Offenbar geht die Eingriffsschwelle des VAR gerade genau jenen Weg, den sie doch eigentlich nicht gehen sollte: Sie sinkt nämlich, was zu vermehrten Meldungen aus dem Überprüfungsraum führt. Und zwar auch dann, wenn nichts gravierend falsch gelaufen ist, sondern es sich um Abläufe im Graubereich eines hochkomplexen Spiels handelt, das früher angeblich mal ein einfaches Spiel gewesen sein soll.

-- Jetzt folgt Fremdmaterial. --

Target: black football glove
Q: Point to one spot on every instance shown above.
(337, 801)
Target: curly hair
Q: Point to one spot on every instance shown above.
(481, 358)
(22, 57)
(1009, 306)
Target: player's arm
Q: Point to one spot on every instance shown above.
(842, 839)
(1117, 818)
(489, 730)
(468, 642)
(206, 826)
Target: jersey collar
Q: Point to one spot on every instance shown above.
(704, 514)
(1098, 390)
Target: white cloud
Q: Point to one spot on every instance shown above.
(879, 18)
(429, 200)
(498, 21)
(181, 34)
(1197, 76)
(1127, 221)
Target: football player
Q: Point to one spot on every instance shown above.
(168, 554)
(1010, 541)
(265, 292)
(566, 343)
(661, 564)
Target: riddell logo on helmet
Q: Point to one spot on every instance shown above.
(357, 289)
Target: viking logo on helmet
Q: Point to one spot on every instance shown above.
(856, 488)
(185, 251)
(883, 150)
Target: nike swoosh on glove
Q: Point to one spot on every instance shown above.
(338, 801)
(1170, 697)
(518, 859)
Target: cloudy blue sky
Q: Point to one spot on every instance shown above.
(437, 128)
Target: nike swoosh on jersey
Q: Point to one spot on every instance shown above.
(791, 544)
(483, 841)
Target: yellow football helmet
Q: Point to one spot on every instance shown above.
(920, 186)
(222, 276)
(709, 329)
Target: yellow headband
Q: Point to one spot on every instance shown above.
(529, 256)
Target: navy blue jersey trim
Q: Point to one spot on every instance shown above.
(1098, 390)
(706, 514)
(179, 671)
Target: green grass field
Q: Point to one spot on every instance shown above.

Aktuell ging es sowohl in London als auch in Berlin um Handspiele, die zunächst nicht geahndet worden waren, nach Eingriff des VAR und eines Gegenchecks des Schiedsrichters in der Review-Arena am Spielfeldrand aber zu Strafstößen führten. Nach der Partie am Dienstag in London analysierte Dortmunds Boss Hans-Joachim Watzke arithmetisch ziemlich präzise: „Dass der Elfmeter eine 50:50-Entscheidung, ist überhaupt keine Frage.“ Am Samstag verstand der Mainzer Trainer Bo Svensson die Fußballwelt nicht mehr: „Dieses Thema ist sehr, sehr problematisch.“
Ja, das ist es in der Tat. In London war dem Dortmunder Marius Wolf der Ball aus Nahdistanz an den in der Drehung leicht abgespreizten, aber schlaff durchhängenden Arm geschossen worden. In Berlin hatte der Mainzer Leandro Barreiro eine Flanke mit einem langen Bein aufhalten wollen, beim Sprung benötigte er den Arm zur Balance, der Ball streifte die Hand unwesentlich, Suat Serdar kam dennoch zum Abschluss, traf den Ball aber nicht voll.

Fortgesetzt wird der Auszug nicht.